I sat in the dentist chair, getting my teeth cleaned, thinking of Mary Oliver’s words about her loyalty to her inner vision…. “My responsibility is not to the ordinary, or the timely. It does not include mustard, or teeth. It does not extend to the lost button, or the beans in the pot.”
Here I was, less than a week after meeting my Muse and I was already giving my morning away to the ordinary, aka, my teeth. As I drove to the dentist, I promised my Muse that I was hers for the whole afternoon and evening.
I don’t usually make appointments for the morning, I told Sue, the new dental hygienist, “I don’t want to piss off my Muse.”
This isn’t completely true. It’s something I aspire to, but am not always successful at. Normally, I would have been embarrassed to say such at thing. But I want it to be true and saying it out loud to a stranger made me take it more seriously.
Also, I hoped my Muse was listening.
Strangely though, Sue knew what I was talking about. “Is the morning your most creative time?” she asked me.
I’ve always been a morning person, but for the first time I thought that maybe I was more creative in the morning because I’m closer to sleep. A time when the sub-conscious takes over and the brain thinks in metaphors.
This exchange lead to a conversation about art and creativity.

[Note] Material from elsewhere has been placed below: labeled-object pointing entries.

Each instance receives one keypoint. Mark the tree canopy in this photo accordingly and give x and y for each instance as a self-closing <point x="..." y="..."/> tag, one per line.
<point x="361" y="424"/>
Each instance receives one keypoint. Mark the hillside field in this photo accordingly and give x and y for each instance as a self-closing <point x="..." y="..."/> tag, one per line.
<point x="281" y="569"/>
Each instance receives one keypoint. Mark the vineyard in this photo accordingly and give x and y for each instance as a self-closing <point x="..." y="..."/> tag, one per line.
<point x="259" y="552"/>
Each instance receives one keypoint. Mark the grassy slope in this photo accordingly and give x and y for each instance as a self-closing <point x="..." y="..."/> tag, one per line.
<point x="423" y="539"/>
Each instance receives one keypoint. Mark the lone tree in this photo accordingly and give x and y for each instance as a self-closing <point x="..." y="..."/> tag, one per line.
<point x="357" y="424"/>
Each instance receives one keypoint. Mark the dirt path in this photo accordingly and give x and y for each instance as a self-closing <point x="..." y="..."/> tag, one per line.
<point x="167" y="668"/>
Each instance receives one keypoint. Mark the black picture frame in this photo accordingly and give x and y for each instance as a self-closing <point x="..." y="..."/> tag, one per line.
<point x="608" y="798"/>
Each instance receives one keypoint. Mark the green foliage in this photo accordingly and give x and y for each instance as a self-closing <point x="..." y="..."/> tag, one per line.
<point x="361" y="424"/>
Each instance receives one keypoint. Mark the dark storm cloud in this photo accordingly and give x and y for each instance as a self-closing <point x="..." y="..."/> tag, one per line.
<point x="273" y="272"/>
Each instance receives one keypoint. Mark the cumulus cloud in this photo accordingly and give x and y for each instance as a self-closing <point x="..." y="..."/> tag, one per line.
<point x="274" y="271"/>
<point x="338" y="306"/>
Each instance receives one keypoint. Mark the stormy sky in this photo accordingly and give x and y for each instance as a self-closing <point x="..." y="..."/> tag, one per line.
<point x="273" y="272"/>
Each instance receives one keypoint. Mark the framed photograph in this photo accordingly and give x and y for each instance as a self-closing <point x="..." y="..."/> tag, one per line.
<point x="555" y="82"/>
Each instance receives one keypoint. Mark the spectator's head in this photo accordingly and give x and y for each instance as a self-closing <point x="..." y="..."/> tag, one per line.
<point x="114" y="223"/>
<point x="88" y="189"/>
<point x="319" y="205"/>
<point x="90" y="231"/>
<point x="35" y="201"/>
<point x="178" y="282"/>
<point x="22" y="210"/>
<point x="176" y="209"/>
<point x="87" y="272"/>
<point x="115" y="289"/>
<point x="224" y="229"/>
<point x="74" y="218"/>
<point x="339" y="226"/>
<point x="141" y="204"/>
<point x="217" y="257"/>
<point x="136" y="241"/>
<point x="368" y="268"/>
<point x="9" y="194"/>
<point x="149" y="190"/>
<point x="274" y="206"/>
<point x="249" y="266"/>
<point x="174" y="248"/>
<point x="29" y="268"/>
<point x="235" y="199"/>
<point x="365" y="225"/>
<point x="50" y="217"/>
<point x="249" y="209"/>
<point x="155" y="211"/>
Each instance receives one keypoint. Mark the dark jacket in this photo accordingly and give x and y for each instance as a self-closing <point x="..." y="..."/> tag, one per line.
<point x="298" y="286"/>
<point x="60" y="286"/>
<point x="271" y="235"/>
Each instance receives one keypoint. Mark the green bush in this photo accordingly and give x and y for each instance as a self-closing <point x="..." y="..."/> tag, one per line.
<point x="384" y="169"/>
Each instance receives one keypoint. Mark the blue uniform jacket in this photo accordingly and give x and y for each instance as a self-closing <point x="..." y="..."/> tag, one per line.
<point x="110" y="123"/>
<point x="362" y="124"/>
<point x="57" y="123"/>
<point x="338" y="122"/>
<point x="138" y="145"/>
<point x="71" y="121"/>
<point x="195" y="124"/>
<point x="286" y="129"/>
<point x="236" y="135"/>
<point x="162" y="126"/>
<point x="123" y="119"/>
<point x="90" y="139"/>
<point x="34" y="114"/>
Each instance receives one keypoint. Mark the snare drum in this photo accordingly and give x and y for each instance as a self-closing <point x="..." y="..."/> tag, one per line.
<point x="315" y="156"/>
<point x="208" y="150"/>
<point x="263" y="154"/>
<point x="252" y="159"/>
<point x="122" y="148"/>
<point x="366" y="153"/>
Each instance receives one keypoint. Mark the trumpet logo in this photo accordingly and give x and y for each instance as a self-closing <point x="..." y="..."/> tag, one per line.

Sue even recommend a movie I’ve never heard of, The Price of Everything, a documentary about the contemporary art market.
It was the most interesting conversation I’ve had at the dentist office in years.
My Muse must have been satisfied, because although I got a slow start, I did design some potholders this afternoon.
I’m thinking I’d like to work on my Fabric Painting tomorrow but I also have one more pillow to make for Linda. So I have a choice in the morning, unless something else comes along that wants to be made between now and then.
What ever I decide to do, I’ll be in my studio tomorrow morning being loyal to my inner vision.